LusiveLife

Shining a Light on Leonardo da Vinci – Classic Drawings and Hidden Sketches

In February 2019, to mark the 500th anniversary of the death of Leonardo da Vinci, 144 of the Renaissance master's greatest drawings in the Royal Collection will go on display in 12 simultaneous exhibitions across the UK.

Leonardo da Vinci: A Life in Drawing, a nationwide event, will give the widest-ever UK audience the opportunity to see the work of this extraordinary artist. 12 drawings selected to reflect the full range of Leonardo's interests – painting, sculpture, architecture, music, anatomy, engineering, cartography, geology and botany – will be shown at each venue in Belfast, Birmingham, Bristol, Cardiff, Glasgow, Leeds, Liverpool, Manchester, Sheffield, Southampton and Sunderland, with a further venue to be announced. 

Leonardo used ink made from oak galls and iron salts, which is transparent in infrared light, allowing his black chalk underdrawing to be seen for the first time. Examination of A Deluge, c.1517–18 (to be shown at the National Museum Cardiff) revealed that beneath the pattern-like arrangement of rain and waves in brown ink, Leonardo drew a swirling knot of energy in black chalk at the heart of the composition. Similarly, in Studies of water, c.1517–18 (to be shown at the Millennium Gallery, Sheffield) he built up the image in stages, first creating an underlying structure of water currents in chalk and then adding little rosettes of bubbles on the surface in ink, almost as decoration.

All the drawings by Leonardo in the Royal Collection were bound into a single album by the sculptor Pompeo Leoni in Milan around 1590 and entered the Collection during the reign of Charles II. What appear to be two completely blank sheets of paper from this album will be on public display for the first time at The Queen's Gallery, Buckingham Palace. Examination in ultraviolet light has revealed these sheets to be Studies of hands for the Adoration of the Magi, c.1481 and among Leonardo's most beautiful drawings. Watch a clip from the recent Royal Collection Season on the BBC showing the sketches appearing under ultraviolet light.

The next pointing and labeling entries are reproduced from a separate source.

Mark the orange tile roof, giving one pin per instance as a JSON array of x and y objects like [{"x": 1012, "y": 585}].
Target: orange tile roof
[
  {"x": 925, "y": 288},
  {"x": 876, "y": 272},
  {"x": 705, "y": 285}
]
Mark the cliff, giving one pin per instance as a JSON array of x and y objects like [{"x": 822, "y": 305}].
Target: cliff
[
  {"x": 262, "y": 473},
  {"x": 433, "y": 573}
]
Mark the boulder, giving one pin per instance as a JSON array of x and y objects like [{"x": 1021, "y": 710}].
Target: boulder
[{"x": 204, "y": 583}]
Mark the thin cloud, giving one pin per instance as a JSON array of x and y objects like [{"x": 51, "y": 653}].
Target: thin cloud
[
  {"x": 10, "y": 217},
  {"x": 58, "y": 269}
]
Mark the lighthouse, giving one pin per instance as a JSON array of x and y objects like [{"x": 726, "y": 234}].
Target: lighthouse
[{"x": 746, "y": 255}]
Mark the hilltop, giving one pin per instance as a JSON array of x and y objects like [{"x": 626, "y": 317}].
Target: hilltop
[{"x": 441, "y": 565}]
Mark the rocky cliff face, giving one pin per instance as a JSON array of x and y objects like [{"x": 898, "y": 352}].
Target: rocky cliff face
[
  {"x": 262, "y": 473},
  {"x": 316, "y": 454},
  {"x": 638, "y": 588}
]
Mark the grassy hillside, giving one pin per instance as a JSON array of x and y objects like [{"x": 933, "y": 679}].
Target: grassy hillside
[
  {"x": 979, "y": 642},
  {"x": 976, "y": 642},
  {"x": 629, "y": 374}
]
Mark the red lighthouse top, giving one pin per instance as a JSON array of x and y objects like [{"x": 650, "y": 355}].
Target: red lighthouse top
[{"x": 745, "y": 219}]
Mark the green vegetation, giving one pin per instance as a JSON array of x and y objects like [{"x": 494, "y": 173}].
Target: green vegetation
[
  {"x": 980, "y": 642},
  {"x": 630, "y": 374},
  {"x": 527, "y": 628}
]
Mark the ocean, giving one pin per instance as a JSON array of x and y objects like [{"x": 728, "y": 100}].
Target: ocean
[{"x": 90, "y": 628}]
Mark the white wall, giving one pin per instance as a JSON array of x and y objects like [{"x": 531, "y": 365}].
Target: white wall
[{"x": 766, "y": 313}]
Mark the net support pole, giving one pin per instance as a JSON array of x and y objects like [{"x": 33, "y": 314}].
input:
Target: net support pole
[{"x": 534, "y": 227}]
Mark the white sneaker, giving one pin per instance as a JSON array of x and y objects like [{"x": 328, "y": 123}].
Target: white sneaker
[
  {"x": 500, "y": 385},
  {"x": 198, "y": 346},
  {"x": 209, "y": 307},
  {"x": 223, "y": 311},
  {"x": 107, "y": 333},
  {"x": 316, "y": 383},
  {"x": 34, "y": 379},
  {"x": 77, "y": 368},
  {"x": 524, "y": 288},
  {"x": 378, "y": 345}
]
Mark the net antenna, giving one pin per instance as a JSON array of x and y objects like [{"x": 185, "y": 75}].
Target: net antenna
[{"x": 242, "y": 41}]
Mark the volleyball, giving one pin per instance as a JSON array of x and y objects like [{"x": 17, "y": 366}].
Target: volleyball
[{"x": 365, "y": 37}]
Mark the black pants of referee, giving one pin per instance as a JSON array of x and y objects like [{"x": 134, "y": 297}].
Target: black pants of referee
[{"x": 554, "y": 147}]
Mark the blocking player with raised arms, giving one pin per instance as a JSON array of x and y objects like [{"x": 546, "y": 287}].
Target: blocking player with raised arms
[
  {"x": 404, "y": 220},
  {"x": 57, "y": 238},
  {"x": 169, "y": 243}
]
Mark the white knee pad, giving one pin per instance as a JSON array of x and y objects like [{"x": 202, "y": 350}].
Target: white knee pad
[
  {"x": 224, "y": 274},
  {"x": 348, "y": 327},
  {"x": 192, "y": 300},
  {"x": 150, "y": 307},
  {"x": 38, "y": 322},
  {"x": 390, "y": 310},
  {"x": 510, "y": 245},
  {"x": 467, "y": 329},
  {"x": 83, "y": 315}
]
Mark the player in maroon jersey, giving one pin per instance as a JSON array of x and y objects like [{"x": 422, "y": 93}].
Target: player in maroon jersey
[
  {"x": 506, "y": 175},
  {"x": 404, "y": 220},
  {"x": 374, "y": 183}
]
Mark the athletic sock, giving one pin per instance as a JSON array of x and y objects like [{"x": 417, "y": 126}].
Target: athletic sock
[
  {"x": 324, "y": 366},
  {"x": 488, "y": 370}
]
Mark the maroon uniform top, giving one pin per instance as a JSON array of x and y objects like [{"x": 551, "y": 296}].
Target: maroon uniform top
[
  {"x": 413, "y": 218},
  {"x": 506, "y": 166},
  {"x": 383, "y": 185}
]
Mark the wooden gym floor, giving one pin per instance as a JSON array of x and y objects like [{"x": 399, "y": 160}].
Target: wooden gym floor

Leonardo executed the studies of hands in metalpoint, which involves drawing with a metal stylus on prepared paper.  One of the sheets was examined at the UK's national synchrotron, the Diamond Light Source at Harwell, Oxfordshire, using high-energy X-ray fluorescence to map the distribution of chemical elements on the paper.  It was discovered that the drawings had become invisible to the naked eye because of the high copper content in the stylus that Leonardo used – the metallic copper had reacted over time to a become a transparent copper salt.  By contrast, A design for the Sforza monument, c.1485–8 (to be shown at Leeds Art Gallery), which is drawn with a silver stylus, is still fully visible.